Feckless Democratic critics and much of the traditional press couch this criticism as: The neocons expected democracy to spring up overnight. But that's not quite the case. What they expected was an American client state to spring up overnight, preferably through the installation of a Shah formerly exiled strongman constitution-derived parliament trans-ethnic National Unity Government. Why should Americans run the wells when Americans can make money from running them with truckloads of cheap wogs? It's clear that the essential neocon assumption was that after a few weeks of war the military could garrison here and there throughout the country, the exiles would take over the new Raj, and we Americans could lounge around the colonial club like a bunch of E.M. Forster characters, occasionally lecturing the wives and Labor on the necessity of a bit of brutishness to keep the Native in line.

As for why gas is so pricey these days, I'm not the sort of "expert" who finds himself at the feet of a congressional inquiry, but I've got a fair idea that it has something to do with the fact that there's a limited supply and we use too fucking much of it?

Madness Everywhere

Via Jeff Wells at Rigorous Intuition, I came across this bit of a Russian newscast (in English).

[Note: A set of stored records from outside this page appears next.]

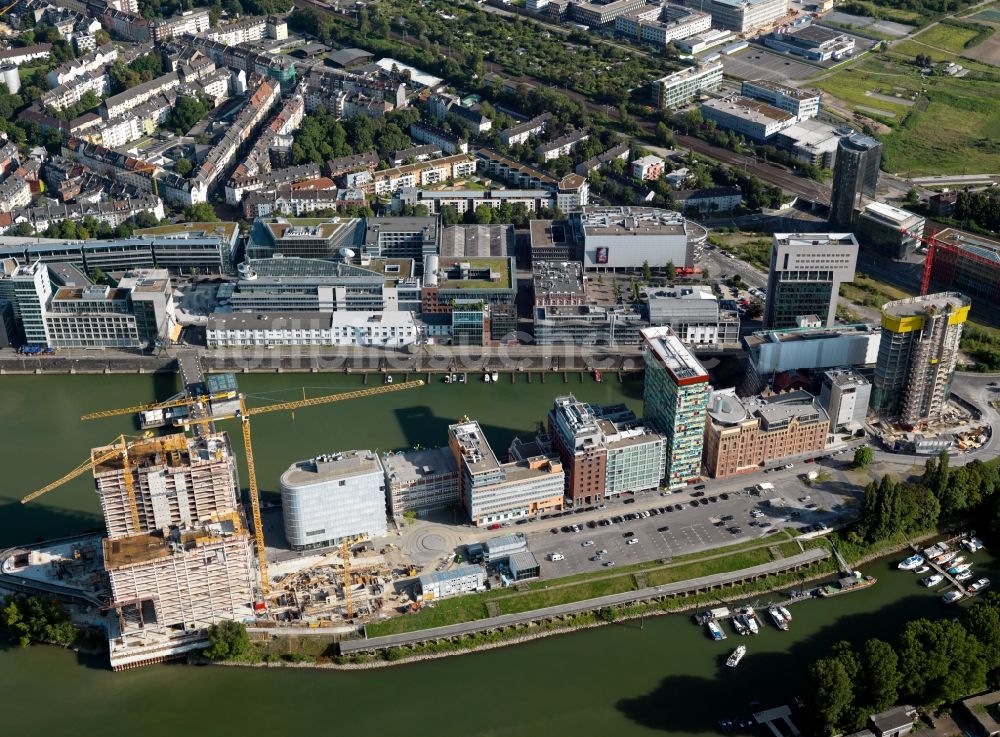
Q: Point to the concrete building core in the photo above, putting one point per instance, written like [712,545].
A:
[917,355]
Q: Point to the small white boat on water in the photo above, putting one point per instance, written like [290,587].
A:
[733,660]
[972,544]
[715,630]
[778,618]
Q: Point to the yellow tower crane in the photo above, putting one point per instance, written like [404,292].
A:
[244,414]
[120,447]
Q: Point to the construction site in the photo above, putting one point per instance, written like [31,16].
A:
[180,552]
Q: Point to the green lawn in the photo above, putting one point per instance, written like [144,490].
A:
[952,129]
[541,594]
[949,38]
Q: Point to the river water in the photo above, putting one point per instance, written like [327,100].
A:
[662,676]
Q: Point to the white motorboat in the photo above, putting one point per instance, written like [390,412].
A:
[715,630]
[980,585]
[778,618]
[733,660]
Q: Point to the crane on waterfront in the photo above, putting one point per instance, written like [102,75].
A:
[120,447]
[243,414]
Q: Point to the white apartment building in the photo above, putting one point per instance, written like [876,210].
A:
[741,16]
[659,25]
[332,498]
[342,328]
[800,103]
[683,86]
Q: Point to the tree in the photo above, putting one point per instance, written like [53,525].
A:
[939,661]
[828,693]
[228,640]
[29,619]
[201,212]
[880,677]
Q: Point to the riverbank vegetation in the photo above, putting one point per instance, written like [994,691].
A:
[31,619]
[933,662]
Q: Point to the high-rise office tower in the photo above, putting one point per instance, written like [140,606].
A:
[916,358]
[676,393]
[807,270]
[855,176]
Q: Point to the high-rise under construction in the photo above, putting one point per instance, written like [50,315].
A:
[917,355]
[187,564]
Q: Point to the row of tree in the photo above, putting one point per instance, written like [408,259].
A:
[28,619]
[933,662]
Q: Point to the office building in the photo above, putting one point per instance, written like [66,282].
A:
[402,237]
[855,177]
[800,103]
[917,356]
[674,399]
[453,283]
[178,481]
[626,237]
[348,329]
[420,480]
[812,42]
[604,450]
[28,290]
[693,314]
[741,16]
[138,313]
[588,324]
[806,272]
[845,396]
[771,353]
[755,120]
[494,492]
[681,87]
[558,283]
[742,435]
[332,498]
[660,24]
[888,231]
[968,262]
[461,580]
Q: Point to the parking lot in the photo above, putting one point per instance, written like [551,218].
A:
[680,524]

The point of interest is in the very first segment, in which a large group of non-hysterical reporters ask an equally non-hysterical Iranian President at least one or two non-hysterical questions, to which he replies . . . non-hysterically.

Do I trust him? Not in the least. It should go without saying that heads of state practice tactical mendacity the way most of us wish to move our bowels, which is to say regularly and predictably. The heads of protonuclear states . . . all the more so.

Nor do I dismiss him, however. It's very easy to take for granted the notion that when they act crazy, it's because they're crazy, whereas when we act crazy, it's because we merely seek the strategic advantages acquired through the appearance of lunacy. Since WWII, at least, that formulation seems precisely backwards to me, all the more so under the dauphinate of George le jeune and the March Hare Ministerium currently plotting the beheadings in our late, great Wonderland. I trust (not precisely the right word) Mahmoud Ahmadinejad more than I trust George W. Bush and his various interlocuters because his motives are so much easier to divine. Do I believe that Iran wishes, as he says, to move forward in full compliance with the non-Proliferation Treaty, forswearing nuclear weaponization except insofar as US provocations may eventually necessitate a nuclear deterrent? No, not really. But I do believe that Iran is generally far less interested in nuclear weaponry, at least for now, than our resident scaremongers would have us believe. If they seek it, it's for matters of national pride and security in an already nuclear neighborhood. Recall that the US allows and blesses both Israel and India to weild their nukes totally outside any NPT obligations; recall that Pakistan also has nukes. And for all the gaudy talk of Iranian "influence" in Iraq, I suspect that the prospect of failed-state Iraq on one side and failed-state Afghanistan on the other worries Tehran more than it excites the moo-lahs.

In short, Mahmoud Ahmadinejad's rhetoric serves a dual purpose: first to raise his image and power in internal Iranian power struggles of which we know very little; and second, to raise Iran's standing among Arab and Muslim states--to claim leadership where the apostate, Amero-centric monarchs of the House of Saud have failed. There is perhaps some irony as well in this moment, in which the historical Persia works to set itself ahead a new Delian League, contra our poor Crawford Xerxes.

On one hand . . .

Kevin Drum, a man in possession of more other hands than cells in the average body, posits that perhaps, just perhaps, Mary O. McCarthy's firing from the CIA isn't precisely what the agency's silence is intended to suggest it is.

Gracious, it's almost as if it were just timed to coincide with a larger witch hunt and set the anolfactory bloodhounds of the press gang chasing geese. Am I the only person left in America who doesn't trust the CIA?